Thursday, September 29, 2011

Bread and Circus

Hey sports fans. Some wonder why I am so indifferent to pro sports these days. Classmates will recall that I was a typical American school kid; I loved pro sports. Once I went to college, my interests.. uh... diversified. More recently I had a rekindled interest in college football, though that too is waning. I realize more than ever that money and power dominate and corrupt what is supposed to be an amateur enterprise. Not on my dime; not if I can help it.

We have become more like Rome than we realize. It is bad enough that modern sports are a diversion that help keep our public discourse so inane and uninformed.

It's actually much worse. Here is an interview of sports writer Dave Zirin. The essential problem, as he points out, is that wealthy owners get the public to pay for their arenas and stadiums. Massive tax breaks are usually involved. The owners are enjoying outsized profits precisely because they get taxpayers to underwrite their business. To cap it off, the owners use their profits to fund right-wing, anti-government agendas. They want you to think they are self-made captains of capitalism. They don't say much about the millions of tax dollars they pocket.
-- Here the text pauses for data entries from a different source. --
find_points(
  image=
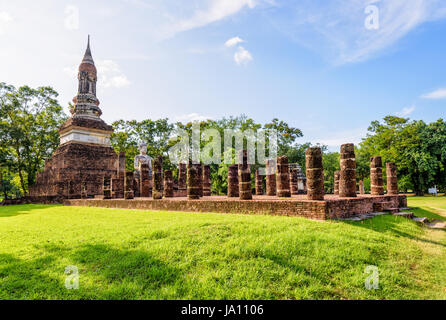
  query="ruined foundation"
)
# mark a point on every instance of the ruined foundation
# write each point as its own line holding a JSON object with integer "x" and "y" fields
{"x": 259, "y": 183}
{"x": 144, "y": 181}
{"x": 294, "y": 181}
{"x": 315, "y": 174}
{"x": 233, "y": 188}
{"x": 168, "y": 184}
{"x": 337, "y": 176}
{"x": 206, "y": 181}
{"x": 376, "y": 176}
{"x": 244, "y": 176}
{"x": 182, "y": 177}
{"x": 271, "y": 177}
{"x": 347, "y": 180}
{"x": 157, "y": 191}
{"x": 193, "y": 182}
{"x": 128, "y": 186}
{"x": 392, "y": 179}
{"x": 283, "y": 178}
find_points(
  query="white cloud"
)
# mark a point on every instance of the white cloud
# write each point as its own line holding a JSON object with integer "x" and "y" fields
{"x": 186, "y": 118}
{"x": 338, "y": 31}
{"x": 71, "y": 17}
{"x": 242, "y": 56}
{"x": 214, "y": 11}
{"x": 435, "y": 95}
{"x": 109, "y": 74}
{"x": 406, "y": 111}
{"x": 233, "y": 42}
{"x": 338, "y": 138}
{"x": 5, "y": 19}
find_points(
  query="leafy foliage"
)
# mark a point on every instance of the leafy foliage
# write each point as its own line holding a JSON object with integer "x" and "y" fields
{"x": 29, "y": 123}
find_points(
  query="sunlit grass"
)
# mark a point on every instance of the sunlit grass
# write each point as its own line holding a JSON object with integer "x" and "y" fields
{"x": 128, "y": 254}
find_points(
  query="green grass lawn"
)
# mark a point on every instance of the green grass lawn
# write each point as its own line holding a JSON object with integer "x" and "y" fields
{"x": 128, "y": 254}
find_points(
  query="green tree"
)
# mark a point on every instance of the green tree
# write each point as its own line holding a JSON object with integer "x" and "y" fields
{"x": 29, "y": 123}
{"x": 331, "y": 164}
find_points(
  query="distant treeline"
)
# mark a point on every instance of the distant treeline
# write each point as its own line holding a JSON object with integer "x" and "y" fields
{"x": 30, "y": 119}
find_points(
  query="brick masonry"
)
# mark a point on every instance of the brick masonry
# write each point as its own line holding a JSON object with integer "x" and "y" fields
{"x": 330, "y": 208}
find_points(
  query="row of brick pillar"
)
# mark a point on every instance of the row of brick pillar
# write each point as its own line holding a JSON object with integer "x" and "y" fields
{"x": 345, "y": 179}
{"x": 281, "y": 181}
{"x": 123, "y": 186}
{"x": 376, "y": 177}
{"x": 198, "y": 180}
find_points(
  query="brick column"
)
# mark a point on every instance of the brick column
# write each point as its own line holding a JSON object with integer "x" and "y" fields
{"x": 294, "y": 186}
{"x": 144, "y": 182}
{"x": 244, "y": 176}
{"x": 315, "y": 174}
{"x": 392, "y": 179}
{"x": 84, "y": 194}
{"x": 270, "y": 177}
{"x": 128, "y": 185}
{"x": 233, "y": 191}
{"x": 182, "y": 179}
{"x": 206, "y": 181}
{"x": 193, "y": 182}
{"x": 361, "y": 187}
{"x": 121, "y": 165}
{"x": 157, "y": 176}
{"x": 336, "y": 186}
{"x": 259, "y": 183}
{"x": 182, "y": 176}
{"x": 347, "y": 181}
{"x": 200, "y": 173}
{"x": 376, "y": 176}
{"x": 106, "y": 189}
{"x": 168, "y": 184}
{"x": 283, "y": 177}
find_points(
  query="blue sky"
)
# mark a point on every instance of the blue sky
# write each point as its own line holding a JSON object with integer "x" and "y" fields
{"x": 313, "y": 63}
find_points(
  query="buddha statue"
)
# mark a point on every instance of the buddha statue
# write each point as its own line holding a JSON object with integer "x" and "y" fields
{"x": 143, "y": 158}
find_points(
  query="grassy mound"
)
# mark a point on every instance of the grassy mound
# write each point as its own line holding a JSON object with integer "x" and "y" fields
{"x": 128, "y": 254}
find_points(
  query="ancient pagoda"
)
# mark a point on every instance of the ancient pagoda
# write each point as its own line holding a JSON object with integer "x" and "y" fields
{"x": 85, "y": 156}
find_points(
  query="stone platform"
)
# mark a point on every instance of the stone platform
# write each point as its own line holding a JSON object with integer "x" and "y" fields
{"x": 332, "y": 207}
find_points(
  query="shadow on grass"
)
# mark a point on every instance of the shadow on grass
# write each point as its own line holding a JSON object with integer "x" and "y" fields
{"x": 15, "y": 210}
{"x": 391, "y": 224}
{"x": 138, "y": 271}
{"x": 105, "y": 272}
{"x": 421, "y": 212}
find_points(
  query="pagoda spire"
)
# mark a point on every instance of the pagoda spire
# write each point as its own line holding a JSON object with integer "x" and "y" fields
{"x": 88, "y": 58}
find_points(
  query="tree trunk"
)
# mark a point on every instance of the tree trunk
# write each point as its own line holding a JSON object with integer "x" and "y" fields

Hypocrisy anyone?  Dave Zirin's most recent book, Bad Sports: How Owners Are Ruining the Games We Love, tells the whole story.

I still want the Pac-12 to do well. Anyone but the SEC.

Tuesday, September 27, 2011

Republican Platform

So how many of these early warning signs do you recognize? Twenty-first century America sounds a lot like 1920s Italy. And if its similarity to Republican talking points doesn't unnerve you, you may be part of the problem. Read more on pre-fascist America
from Naomi Wolf, here, here, or watch her video here.

Sunday, September 25, 2011

Our illiberal Media

Have you been following the action on Wall Street? You know, the protests by a couple of thousand of people near the stock exchange, complete with handcuffing, mace, and arrests? What? You haven't heard of Occupy Wall Street?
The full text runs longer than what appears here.